Вчетвером быстро опустошили не очень–то заставленный стол, успели и кофе выпить, когда на улице засигналила машина.

Фостяк встретил их при полном параде, даже галстук повязал, хотя и чувствовал себя скверно. Обрадовался Петру так, что тот мысленно обругал себя последним подлецом: столько дней в городе, а не выбрался проведать! Дел, правда, по горло, но для Михайло Андриевича мог бы выкроить часок.

— Мы к тебе по делу, — пояснил Заремба, но Фостяк замахал руками, не желая слушать.

— Прошу к столу, — открыл он дверь в другую комнату.

Петро, увидев накрытый стол, сказал:

— А мы уже…

— Придется ужинать еще раз, — перебил его Фостяк. — И без возражений.

Выпили закарпатской сливовицы за здоровье хозяина и действительно с аппетитом поужинали еще раз, отдав дань уважения хозяйке за вкуснейшие маринованные грибы и поджаренную в сухариках спаржу. Фостяк все вспоминал, как торговал с Кирилюком во время оккупации.

Левицкому давно уже не терпелось расспросить Фостяка, но он сдерживался. Когда встали из–за стола, Михайло Андриевич спросил сам:

— У вас ко мне дело?

— Евген Степанович говорит, что вы хорошо знали Модеста Сливинского, — начал Левицкий. — Эта личность нас очень интересует.
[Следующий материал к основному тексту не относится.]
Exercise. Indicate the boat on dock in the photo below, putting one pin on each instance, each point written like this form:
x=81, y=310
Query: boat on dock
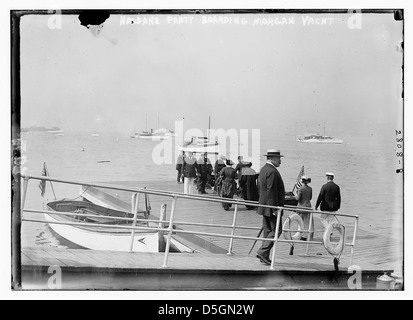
x=106, y=223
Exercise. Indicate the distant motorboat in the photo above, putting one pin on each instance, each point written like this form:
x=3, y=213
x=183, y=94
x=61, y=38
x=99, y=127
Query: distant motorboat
x=318, y=138
x=200, y=145
x=36, y=128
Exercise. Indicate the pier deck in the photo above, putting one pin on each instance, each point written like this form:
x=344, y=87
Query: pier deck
x=210, y=267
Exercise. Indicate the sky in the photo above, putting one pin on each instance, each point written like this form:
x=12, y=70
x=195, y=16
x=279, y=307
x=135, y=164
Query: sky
x=286, y=78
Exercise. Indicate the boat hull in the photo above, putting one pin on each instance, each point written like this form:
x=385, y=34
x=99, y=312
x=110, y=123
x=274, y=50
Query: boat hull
x=104, y=239
x=335, y=141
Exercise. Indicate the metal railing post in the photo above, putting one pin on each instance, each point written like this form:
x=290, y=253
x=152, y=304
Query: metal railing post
x=356, y=224
x=277, y=228
x=25, y=184
x=170, y=231
x=234, y=223
x=135, y=207
x=18, y=206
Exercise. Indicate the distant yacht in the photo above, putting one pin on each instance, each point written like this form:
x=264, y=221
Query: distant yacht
x=318, y=138
x=36, y=128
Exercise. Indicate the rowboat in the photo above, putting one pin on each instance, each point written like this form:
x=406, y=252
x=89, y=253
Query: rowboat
x=98, y=230
x=104, y=226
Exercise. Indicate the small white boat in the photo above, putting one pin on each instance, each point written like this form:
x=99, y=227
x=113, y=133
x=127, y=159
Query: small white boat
x=106, y=236
x=200, y=145
x=318, y=138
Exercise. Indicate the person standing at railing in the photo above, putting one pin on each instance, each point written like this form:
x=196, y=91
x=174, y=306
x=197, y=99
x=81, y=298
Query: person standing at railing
x=179, y=163
x=248, y=184
x=189, y=172
x=219, y=165
x=329, y=199
x=304, y=196
x=272, y=193
x=228, y=187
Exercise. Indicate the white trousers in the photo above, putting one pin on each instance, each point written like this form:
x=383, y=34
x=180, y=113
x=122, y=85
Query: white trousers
x=189, y=185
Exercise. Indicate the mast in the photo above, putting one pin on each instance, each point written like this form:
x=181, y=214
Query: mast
x=209, y=127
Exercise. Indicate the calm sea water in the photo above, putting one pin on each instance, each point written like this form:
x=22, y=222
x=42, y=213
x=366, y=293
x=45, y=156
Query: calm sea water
x=365, y=169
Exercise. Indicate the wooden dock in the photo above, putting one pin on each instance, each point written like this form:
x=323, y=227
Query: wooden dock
x=211, y=267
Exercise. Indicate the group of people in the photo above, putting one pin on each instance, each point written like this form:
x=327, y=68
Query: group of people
x=267, y=188
x=190, y=169
x=272, y=193
x=226, y=180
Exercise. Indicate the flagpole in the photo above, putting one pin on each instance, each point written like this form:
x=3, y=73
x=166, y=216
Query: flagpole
x=51, y=185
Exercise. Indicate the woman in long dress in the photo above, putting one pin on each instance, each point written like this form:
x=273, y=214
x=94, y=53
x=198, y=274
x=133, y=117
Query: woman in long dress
x=304, y=196
x=228, y=186
x=248, y=183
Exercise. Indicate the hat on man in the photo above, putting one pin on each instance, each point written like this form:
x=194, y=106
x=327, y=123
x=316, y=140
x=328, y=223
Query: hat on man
x=273, y=153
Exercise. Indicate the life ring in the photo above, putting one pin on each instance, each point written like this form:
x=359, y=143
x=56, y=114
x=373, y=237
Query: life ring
x=287, y=226
x=338, y=249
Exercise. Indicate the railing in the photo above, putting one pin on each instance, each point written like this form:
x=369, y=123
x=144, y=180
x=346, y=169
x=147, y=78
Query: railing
x=169, y=230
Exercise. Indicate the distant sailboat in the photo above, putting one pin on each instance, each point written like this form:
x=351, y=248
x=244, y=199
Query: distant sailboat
x=158, y=134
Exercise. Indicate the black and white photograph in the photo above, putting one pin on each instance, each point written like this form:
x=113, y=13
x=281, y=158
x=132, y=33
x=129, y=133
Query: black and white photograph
x=255, y=150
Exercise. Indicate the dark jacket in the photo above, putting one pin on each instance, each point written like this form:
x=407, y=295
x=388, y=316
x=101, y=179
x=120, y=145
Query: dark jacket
x=228, y=187
x=272, y=191
x=190, y=167
x=304, y=195
x=329, y=198
x=219, y=165
x=179, y=162
x=249, y=184
x=204, y=167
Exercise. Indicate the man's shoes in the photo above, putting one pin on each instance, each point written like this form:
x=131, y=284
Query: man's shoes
x=264, y=259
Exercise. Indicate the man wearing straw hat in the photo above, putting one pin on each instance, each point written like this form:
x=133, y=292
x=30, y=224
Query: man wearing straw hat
x=272, y=193
x=329, y=199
— Имел неприятность быть знакомым с ним — сволочь, бандеровец, гестаповец и делец «черной биржи»…

— Так, так… Но не будем скрывать от вас: Сливинский сейчас в городе и мы разыскиваем его. Конечно, прячется под выдуманной фамилией и с фальшивыми документами. Дело это, Михайло Андриевич, очень серьезное, и каждый день — на вес золота. У Сливинского, очевидно, еще со времен оккупации сохранились знакомства, связи, может, есть кто–то из политических единомышленников. Гостиницы держим под наблюдением, все подозрительные квартиры и подавно, ведь…

— Понял вас… — Фостяк уселся в старинное кресло, мягкое и удобное. Откинул голову на высокую спинку, задумался, будто задремал. — Модест Сливинский, это я говорю вам авторитетно, подонок и пижон, но голова на плечах есть.

— Успели убедиться, — мрачно признал Левицкий.

— Я, пока отбил у него клиентуру, хорошо помучился. Прыткий и скользкий, но это, — как–то вяло улыбнулся Фостяк, — из сферы, так сказать, мемуарной. Но послушайте, — вдруг оживился он, — есть у него пунктик: не может пройти мимо красивой девушки. Погодите, погодите, я часто видел его вместе с одной потаскушкой, даже в ресторане встречал… Дай бог памяти… Как же ее, красивая, чертовка, ничего не скажешь… — Задумался на несколько секунд. — Вспомнил! Теперь она работает официанткой в ресторане «Карпаты».